Big Data Analytics on a large Wikipedia dataset done in the Cloud (AWS)
Wikipedia is often a great reflector of current events. Pages that are being accessed with increasing frequency often indicate an event related to the topic of the page. Wikipedia serves as a fairly unbiased source of reporting of the news, and sometimes even reveals hidden patterns. This project involved processing and analysing 1 month (720 hours/135 GB) worth of traffic log from Wikipedia. The month chosen was November 2016 (ring a bell?).
What did I use?
- Python
- MapReduce
- AWS (Amazon Web Services)
- Python Data Analysis Library (pandas)
- Jupyter Notebook
Data Pre-processing
The amount of data to process was huge. Before it could be analysed, it needed to be filtered and processed into a form which could be later fed to different analysis libraries (in my case, pandas). Some of the properties of interest were - only English pages, no malformed data, URL normalization and percent-encoding, only Wikipedia namespaces, article title limitations, blacklisted file extensions, Wikipedia Disambiguations etc.

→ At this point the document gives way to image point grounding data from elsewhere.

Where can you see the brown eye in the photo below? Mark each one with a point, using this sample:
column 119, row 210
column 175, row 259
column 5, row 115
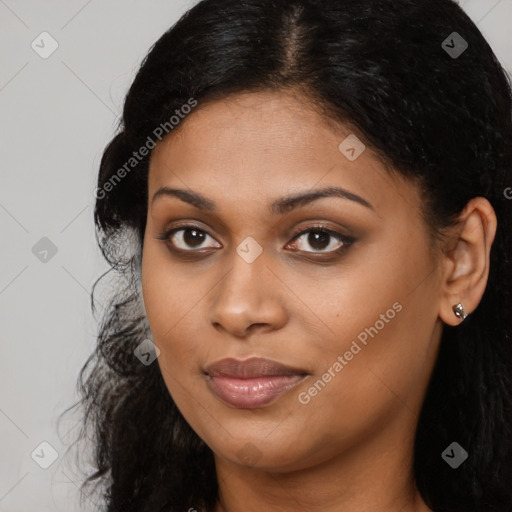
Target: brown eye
column 320, row 240
column 189, row 238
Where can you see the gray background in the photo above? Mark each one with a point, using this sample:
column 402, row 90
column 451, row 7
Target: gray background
column 57, row 115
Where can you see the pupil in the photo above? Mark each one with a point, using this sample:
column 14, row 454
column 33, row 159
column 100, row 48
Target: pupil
column 319, row 239
column 196, row 239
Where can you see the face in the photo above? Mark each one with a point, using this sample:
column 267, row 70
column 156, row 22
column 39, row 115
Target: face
column 302, row 262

As you can see, there were lot of cases which needed to be handled. To make it easier to incorporate these cases, debug, and easily scale, I decided to break all the pre-processing components into granular functions, where each function just had one role - tell whether the input could be filtered. I could then ‘chain’ the functions in any order desired, enabling me to add/remove conditions, and debug easily if something didn’t work as expected. Like -
def filter_malformed_data(input):
# some code
return <True or False>
def filter_english_pages(input):
# some code
return <True or False>
filters = [filter_malformed_data(), filter_english_pages()]

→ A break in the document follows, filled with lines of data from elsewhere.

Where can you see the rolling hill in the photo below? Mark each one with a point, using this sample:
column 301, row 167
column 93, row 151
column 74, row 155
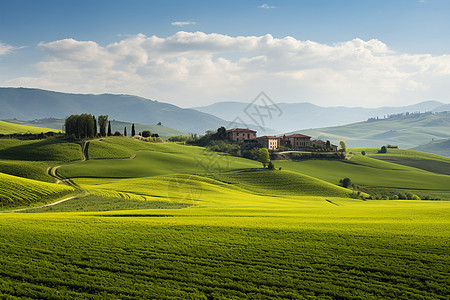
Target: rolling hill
column 440, row 147
column 58, row 124
column 10, row 128
column 405, row 131
column 30, row 104
column 306, row 115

if all(f(data) for f in filters):
# proceed further
Map-Reduce Operation
Once data was filtered out, next big step was to write the mappers and reducers that would finally produce the daily view count for the month of November 2016. Since it was an academic project, I cannot discuss the map-reduce program in detail. The only topics of interest were the ones having more than 100,000 hits in total.

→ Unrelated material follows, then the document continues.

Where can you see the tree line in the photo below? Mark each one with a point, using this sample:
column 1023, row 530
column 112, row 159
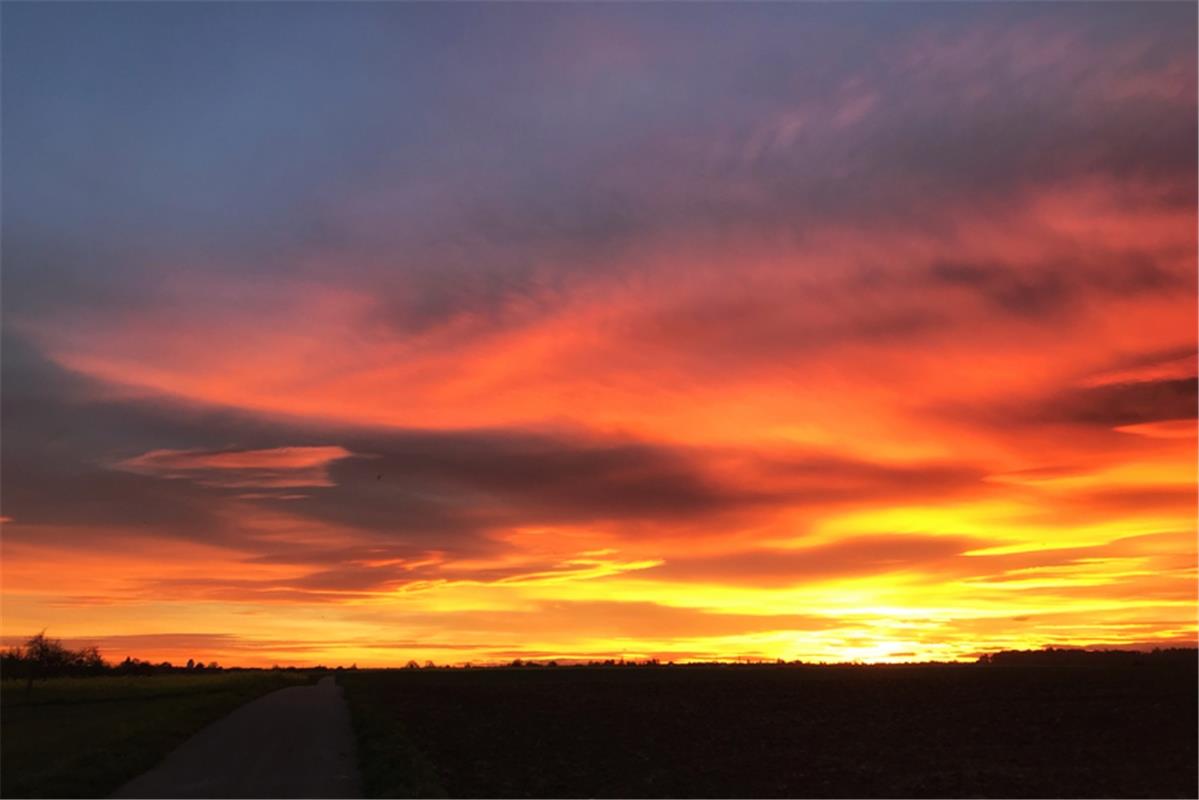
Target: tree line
column 42, row 657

To accomplish this task, I used the EMR (Elastic MapReduce) service provided by AWS. I had 3 nodes in the cluster - 1 master and 2 core (slave) nodes. The machines were of type m4.large. The entire job took around 2 hours to run (135 GB data, remember?). The final output of the mapreduce job was a file few megabytes in size and of the following format -
<Total Count> <Topic> <Day 1 View Count> <Day 2 View Count> ..... <Day 30 View Count>
Example -
9016683 United_States_presidential_election_2016 108018 126420 127054 135039 134971 220274 375259 723502 2332337 811996 536615 354246 372025 305104 279582 239844 206588 153615 125084 124844 140998 134532 153956 146080 110354 124210 115150 120080 100642 78264
Analysis
Once the data was ready, I used pandas to do some basic analyses. The most obvious question to ask was, “Which was the most searched topic of November 2016?”. And the answer, unsurprisingly, was Donald Trump! There were almost 18 million hits on that topic. As expected, United States Presidential Election 2016, Hillary Clinton, Melania Trump and Barack Obama were in the most searched topics too!